Although education can enhance wisdom, the latter is not always dependent on formal education.  Folk traditions and the experience of negotiating the complexities of a tightly-knit community often are important sources of wisdom.

I

Our first question is why the Lutheran tradition values wisdom so highly.  Let me begin with "theological wisdom."

For Luther an interpersonal relationship is the best analogy for understanding God and humans.  God's involvement can be described in terms of adoption, of forgiveness, of promise.  Faith can be understood in terms of trust, "fear and love" (Small Catechism), gratitude, and hope.  These are all relational terms.  Over against the tendency in his day to define faith as agreement with doctrines, Luther argued that faith honored God by trusting God and trusting God's promises.[2]  Faith was not a matter of the intellect alone but a new orientation of the whole person.

Luther distinguished between law and gospel.  Law is whatever reminds us of our responsibilities to God and to each other.  Gospel is the announcement of what God has done, is doing, and will do on our behalf.  Both law and gospel are part of the dynamics of a healthy relationship, so both are important, but gospel is what builds, nourishes, and sustains the relationship, and in that sense it has priority.  Luther found this distinction so important that he said there was only one thing needful for a theologian: the capacity to distinguish law from gospel.  This capacity is what I am calling "theological wisdom."   It is wisdom because it understands the dynamics of a relationship.  That is, a given series of words, in itself, can be either law or gospel.  What determines whether it is one or the other is not only the words themselves but also what is heard, what is actually communicated to the other person.  The person distinguishing law from gospel has to understand the effect of these words on another person as well as their meaning and intent.
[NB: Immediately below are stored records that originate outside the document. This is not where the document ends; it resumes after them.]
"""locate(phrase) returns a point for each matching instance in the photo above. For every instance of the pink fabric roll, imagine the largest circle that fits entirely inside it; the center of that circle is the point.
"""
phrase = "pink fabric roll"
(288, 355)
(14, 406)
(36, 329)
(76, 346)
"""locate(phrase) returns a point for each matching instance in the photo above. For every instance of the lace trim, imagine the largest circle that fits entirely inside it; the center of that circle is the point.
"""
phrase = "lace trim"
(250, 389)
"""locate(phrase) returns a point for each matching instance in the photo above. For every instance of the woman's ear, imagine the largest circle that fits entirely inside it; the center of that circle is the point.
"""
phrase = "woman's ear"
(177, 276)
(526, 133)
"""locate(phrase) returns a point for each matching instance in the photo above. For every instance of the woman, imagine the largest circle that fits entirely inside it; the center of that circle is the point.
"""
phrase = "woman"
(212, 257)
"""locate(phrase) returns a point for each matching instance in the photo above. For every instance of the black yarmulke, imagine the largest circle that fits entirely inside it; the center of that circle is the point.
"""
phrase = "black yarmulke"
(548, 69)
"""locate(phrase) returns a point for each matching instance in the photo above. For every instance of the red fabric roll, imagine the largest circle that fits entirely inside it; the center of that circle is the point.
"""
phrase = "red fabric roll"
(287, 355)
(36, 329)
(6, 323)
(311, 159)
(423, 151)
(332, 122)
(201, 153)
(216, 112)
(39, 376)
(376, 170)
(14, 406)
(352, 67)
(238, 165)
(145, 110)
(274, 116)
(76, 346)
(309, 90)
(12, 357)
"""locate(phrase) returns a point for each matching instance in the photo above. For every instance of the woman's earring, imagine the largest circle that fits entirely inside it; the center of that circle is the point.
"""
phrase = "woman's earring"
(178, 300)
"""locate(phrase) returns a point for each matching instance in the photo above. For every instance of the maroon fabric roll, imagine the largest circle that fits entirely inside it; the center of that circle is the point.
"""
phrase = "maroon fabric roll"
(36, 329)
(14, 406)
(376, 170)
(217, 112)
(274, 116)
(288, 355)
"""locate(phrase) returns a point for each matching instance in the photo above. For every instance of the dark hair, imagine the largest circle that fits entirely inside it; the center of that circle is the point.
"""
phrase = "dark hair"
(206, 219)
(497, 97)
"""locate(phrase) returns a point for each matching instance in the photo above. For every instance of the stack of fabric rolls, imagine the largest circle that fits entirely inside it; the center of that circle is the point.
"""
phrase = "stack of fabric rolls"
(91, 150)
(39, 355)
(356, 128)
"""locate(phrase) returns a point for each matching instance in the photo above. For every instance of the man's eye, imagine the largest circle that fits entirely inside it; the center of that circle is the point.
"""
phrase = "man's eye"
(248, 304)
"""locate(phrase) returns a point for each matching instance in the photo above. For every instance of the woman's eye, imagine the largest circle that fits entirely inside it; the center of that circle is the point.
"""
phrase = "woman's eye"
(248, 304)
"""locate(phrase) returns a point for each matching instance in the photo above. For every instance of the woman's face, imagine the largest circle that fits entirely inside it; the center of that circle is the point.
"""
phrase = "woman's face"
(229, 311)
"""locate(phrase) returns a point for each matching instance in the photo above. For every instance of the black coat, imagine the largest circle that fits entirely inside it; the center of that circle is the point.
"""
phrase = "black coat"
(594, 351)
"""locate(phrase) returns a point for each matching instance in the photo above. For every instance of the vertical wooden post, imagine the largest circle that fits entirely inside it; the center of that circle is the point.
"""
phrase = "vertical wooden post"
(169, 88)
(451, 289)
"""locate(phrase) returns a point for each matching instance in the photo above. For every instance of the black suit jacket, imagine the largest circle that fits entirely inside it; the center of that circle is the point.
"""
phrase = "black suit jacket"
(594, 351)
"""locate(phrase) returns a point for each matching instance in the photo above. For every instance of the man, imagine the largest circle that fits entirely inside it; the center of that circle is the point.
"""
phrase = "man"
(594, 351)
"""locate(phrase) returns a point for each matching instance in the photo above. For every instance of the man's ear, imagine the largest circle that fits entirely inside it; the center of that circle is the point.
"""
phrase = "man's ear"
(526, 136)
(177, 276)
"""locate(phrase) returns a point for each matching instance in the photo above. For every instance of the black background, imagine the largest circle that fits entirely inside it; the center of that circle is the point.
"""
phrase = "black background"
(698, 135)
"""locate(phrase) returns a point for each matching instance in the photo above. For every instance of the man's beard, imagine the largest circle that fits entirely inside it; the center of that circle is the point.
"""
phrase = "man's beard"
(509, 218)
Luther himself struggled for years because he heard biblical phrases such as "the righteousness of God" as a demand to be righteous rather than a description of what God was providing for him.  He was hearing gospel words as law.  So, the confusion of law and gospel was not just an academic matter; it directly affected his religious life.  In this sense, every believer needs to be able to distinguish law from gospel.

If the message of Christianity could be adequately contained in doctrines or beliefs, then education may not be necessary.  Learning would be sufficient.  That is, the magisterium of the church could decide on a list of required teachings, and the believer could merely learn them and accept them.  But if we need to distinguish law from gospel, then education is important--specifically, the kind of education that produces theological wisdom.  Such theological education is important for children, for adults, for college students, seminary students, and the life-long learning of clergy and laity.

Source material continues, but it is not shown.